Singing is one of the most ancient and the most widespread of expressive human activities. As a recent history of singing puts it, singing has continually evolved “from Neanderthal man to Auto-tune” via an infinite variety of musical styles in between. Yet it is only in the past 120 years that humans have been able to listen to singers of the past and make real-time comparisons across cultures and eras. Even armed with that advantage, no one can say with any meaning that one singer towers above all others, when there are so many traditions and singers to choose from. Yet when Rolling Stone selected the late, great Aretha Franklin as the greatest of all time, we all understood why.

There have always been certain singing voices that seem to reach out and speak to something beyond most of the others. Some great voices do this, in part, because their distinctiveness is intimately associated with some large moral cause: Paul Robeson with racial justice or Joan Baez with civil rights, for example.
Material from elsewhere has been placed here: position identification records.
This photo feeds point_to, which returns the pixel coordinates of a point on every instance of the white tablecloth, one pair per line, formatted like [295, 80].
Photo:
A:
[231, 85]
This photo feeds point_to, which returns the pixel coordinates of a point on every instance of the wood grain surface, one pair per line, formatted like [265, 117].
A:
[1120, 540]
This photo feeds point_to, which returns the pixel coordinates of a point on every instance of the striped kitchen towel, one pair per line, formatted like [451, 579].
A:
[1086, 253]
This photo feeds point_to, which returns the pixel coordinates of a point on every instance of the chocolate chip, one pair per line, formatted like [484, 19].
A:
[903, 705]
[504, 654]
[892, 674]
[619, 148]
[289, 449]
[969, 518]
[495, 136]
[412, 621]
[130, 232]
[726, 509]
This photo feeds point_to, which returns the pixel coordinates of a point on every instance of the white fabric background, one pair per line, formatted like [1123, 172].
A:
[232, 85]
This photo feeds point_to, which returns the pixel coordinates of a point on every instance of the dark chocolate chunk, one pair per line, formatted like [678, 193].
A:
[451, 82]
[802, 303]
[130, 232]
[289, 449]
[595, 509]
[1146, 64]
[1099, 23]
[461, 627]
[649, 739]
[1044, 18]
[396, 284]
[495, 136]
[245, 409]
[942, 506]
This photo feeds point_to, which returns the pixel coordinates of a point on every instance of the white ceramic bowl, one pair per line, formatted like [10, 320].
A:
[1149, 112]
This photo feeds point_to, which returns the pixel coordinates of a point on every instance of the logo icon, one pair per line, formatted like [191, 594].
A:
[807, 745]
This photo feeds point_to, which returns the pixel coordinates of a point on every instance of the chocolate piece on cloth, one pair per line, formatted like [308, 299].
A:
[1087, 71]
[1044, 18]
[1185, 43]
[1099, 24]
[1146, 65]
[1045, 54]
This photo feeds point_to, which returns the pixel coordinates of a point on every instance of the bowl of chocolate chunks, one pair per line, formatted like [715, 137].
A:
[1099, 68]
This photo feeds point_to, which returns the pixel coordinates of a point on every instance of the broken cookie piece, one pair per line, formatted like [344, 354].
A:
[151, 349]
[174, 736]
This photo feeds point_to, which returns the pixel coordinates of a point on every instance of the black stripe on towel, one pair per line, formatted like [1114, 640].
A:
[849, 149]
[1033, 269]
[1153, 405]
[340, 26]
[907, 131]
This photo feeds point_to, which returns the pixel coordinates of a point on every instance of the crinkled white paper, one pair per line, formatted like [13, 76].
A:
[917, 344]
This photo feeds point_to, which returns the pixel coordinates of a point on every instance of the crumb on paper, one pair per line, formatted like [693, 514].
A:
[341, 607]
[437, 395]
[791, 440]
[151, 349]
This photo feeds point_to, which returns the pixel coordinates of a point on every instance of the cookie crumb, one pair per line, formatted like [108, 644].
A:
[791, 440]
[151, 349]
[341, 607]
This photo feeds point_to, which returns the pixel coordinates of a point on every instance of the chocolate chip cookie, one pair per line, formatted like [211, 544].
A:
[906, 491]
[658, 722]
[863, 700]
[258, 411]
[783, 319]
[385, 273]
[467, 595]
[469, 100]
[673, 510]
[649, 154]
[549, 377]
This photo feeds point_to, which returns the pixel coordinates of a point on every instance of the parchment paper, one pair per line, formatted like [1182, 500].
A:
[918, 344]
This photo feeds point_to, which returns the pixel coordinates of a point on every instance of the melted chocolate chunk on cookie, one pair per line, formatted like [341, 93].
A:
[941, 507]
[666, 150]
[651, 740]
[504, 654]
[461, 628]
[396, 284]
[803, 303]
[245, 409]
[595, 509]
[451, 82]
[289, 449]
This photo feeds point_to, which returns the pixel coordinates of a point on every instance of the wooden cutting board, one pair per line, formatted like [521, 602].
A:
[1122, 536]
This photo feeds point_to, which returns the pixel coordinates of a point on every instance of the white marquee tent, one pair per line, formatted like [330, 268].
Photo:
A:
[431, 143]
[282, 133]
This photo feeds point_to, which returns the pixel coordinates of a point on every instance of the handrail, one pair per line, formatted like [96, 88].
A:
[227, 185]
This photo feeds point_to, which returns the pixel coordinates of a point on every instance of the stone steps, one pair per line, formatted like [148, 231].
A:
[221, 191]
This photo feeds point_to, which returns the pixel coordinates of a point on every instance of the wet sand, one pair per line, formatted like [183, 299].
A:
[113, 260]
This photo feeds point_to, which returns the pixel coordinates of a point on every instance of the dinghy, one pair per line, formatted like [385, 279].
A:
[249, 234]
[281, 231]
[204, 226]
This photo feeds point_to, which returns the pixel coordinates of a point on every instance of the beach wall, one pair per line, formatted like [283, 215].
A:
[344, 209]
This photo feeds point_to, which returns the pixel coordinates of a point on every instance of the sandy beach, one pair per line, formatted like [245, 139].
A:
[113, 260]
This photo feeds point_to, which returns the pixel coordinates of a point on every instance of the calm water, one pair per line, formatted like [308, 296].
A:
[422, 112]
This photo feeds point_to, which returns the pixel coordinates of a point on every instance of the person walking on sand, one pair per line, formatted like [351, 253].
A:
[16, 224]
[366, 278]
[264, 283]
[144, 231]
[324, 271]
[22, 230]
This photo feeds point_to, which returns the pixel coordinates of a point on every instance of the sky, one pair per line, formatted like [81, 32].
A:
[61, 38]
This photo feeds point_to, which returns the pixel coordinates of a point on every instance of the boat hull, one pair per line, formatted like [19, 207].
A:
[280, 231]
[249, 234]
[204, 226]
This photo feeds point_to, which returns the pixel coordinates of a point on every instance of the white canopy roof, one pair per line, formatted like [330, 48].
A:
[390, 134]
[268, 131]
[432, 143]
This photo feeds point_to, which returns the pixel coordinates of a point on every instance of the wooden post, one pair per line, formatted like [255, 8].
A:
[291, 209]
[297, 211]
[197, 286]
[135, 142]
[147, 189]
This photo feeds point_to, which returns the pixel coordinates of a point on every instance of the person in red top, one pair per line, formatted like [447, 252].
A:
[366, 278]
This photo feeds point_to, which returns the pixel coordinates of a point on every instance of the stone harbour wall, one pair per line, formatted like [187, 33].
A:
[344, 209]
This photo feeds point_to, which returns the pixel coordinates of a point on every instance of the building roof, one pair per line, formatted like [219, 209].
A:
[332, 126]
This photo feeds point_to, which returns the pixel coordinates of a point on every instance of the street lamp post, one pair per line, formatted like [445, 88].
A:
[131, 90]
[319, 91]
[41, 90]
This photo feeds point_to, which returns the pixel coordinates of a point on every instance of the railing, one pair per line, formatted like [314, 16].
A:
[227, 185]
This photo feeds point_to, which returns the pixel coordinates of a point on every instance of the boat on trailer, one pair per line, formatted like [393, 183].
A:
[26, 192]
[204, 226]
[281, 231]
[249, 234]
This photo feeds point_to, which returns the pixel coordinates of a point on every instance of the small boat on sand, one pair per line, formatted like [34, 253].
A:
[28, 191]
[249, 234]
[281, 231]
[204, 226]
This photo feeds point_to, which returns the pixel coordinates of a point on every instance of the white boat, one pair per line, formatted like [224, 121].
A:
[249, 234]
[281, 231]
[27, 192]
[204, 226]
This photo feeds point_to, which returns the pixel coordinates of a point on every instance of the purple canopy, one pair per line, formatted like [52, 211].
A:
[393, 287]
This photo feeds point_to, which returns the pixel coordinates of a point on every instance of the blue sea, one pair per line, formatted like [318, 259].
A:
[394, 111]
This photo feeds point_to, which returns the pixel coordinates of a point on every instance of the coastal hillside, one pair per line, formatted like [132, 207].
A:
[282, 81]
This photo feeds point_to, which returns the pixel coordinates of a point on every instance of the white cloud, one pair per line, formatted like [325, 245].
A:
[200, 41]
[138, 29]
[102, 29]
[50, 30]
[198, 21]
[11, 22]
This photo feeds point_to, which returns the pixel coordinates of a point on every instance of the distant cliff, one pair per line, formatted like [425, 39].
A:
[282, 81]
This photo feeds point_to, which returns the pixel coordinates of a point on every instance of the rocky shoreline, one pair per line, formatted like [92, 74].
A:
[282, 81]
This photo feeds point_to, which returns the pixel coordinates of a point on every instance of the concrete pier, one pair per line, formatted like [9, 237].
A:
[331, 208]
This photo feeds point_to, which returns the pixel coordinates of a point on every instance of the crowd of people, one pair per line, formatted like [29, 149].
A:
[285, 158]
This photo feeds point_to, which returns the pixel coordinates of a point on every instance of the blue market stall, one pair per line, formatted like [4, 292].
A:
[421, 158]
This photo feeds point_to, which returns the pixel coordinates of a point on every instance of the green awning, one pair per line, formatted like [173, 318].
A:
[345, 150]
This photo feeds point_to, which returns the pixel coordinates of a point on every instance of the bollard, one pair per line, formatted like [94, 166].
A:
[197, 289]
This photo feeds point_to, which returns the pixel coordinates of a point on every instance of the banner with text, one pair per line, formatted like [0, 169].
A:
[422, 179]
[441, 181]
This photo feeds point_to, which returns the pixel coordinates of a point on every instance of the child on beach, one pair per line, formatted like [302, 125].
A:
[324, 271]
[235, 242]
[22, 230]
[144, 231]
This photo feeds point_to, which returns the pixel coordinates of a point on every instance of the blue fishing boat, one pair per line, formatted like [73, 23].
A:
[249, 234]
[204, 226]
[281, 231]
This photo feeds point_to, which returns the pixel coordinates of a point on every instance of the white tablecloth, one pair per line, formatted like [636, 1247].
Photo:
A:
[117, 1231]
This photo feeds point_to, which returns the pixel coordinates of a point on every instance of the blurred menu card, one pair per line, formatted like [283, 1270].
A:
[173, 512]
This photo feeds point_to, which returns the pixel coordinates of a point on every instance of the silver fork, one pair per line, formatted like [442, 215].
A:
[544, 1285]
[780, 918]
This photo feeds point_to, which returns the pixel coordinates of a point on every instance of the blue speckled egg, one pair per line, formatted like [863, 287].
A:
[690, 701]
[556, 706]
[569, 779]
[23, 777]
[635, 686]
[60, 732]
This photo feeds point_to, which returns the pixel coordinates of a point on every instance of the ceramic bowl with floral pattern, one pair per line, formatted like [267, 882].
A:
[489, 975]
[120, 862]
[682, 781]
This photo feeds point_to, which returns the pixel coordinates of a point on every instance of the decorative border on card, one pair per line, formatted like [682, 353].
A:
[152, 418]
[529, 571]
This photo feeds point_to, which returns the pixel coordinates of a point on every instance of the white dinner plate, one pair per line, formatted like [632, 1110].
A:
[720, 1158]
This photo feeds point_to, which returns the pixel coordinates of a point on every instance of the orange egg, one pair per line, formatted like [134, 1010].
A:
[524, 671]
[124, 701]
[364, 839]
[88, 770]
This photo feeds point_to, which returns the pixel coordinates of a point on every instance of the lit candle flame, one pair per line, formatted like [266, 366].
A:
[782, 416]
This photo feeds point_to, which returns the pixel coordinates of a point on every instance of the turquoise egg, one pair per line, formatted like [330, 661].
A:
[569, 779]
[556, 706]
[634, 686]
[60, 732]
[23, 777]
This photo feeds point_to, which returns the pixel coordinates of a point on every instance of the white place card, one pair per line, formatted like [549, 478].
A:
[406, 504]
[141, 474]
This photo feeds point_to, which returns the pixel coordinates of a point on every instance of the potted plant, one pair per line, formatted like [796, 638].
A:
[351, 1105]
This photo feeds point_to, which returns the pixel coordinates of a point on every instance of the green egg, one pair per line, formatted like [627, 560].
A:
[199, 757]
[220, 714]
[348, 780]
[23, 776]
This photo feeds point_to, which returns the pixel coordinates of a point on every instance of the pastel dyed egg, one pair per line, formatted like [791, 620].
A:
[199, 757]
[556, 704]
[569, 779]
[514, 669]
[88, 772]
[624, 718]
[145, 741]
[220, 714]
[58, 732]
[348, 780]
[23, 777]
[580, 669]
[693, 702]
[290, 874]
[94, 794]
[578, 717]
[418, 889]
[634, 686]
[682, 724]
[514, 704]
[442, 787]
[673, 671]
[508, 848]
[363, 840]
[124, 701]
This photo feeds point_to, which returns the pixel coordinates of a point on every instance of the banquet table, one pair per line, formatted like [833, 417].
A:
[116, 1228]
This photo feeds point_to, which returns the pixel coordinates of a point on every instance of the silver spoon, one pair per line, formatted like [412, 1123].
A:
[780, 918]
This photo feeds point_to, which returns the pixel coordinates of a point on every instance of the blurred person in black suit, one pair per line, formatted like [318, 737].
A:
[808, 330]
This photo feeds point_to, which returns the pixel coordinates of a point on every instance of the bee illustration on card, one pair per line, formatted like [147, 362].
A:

Others achieve their connection by representing the zenith of a particular cultural tradition: Umm Kulthum in Egypt, Nusrat Fateh Ali Khan in Pakistan or Youssou N’Dour in Senegal. Still others uniquely embody a time and place in their art: John McCormack with early 20th-century Ireland, perhaps, or Édith Piaf with postwar Paris. In western art song and opera, voices like those of Kathleen Ferrier, Luciano Pavarotti or Maria Callas have the capacity to leap out from the score to touch anyone who has ever heard their unique sound. In 20th-century pop music, the voice of Elvis Presley is as iconic and identifiable in the west as that of Teresa Teng – whose voice was memorably described as “seven parts sweetness, three parts tears” – is in the east. No list of examples will be exhaustive. There are, it goes without saying, many others.

Franklin demanded special attention in several of these categories. She was always associated with a great moral cause, in her case the empowerment and celebration of African Americans. She embodied the voice not just of black America but of women more generally. She sang in and of a time and place. But, above all, her voice had such a range of expressive intensity and sureness – too many of her imitators confuse it with mere volume – that it went to a place in the human experience that most of her contemporaries could not reach. In her case it was the singer and the sound as well as the songs.

There is no unique quality to the greatest of singing voices that marks them out from all the others. Each great voice is different. The critic Roland Barthes once tried to divide singing into geno-song – sensual and physical – and pheno-song – technical and learned. It was a false distinction, for the best can do it all. Like Callas in La Traviata, Franklin could make a song like Respect or Natural Woman speak for the universal condition. In his obituary this week, Richard Williams wrote of Franklin’s capacity for vocal exaltation. We all know what he meant, and it was unforgettable.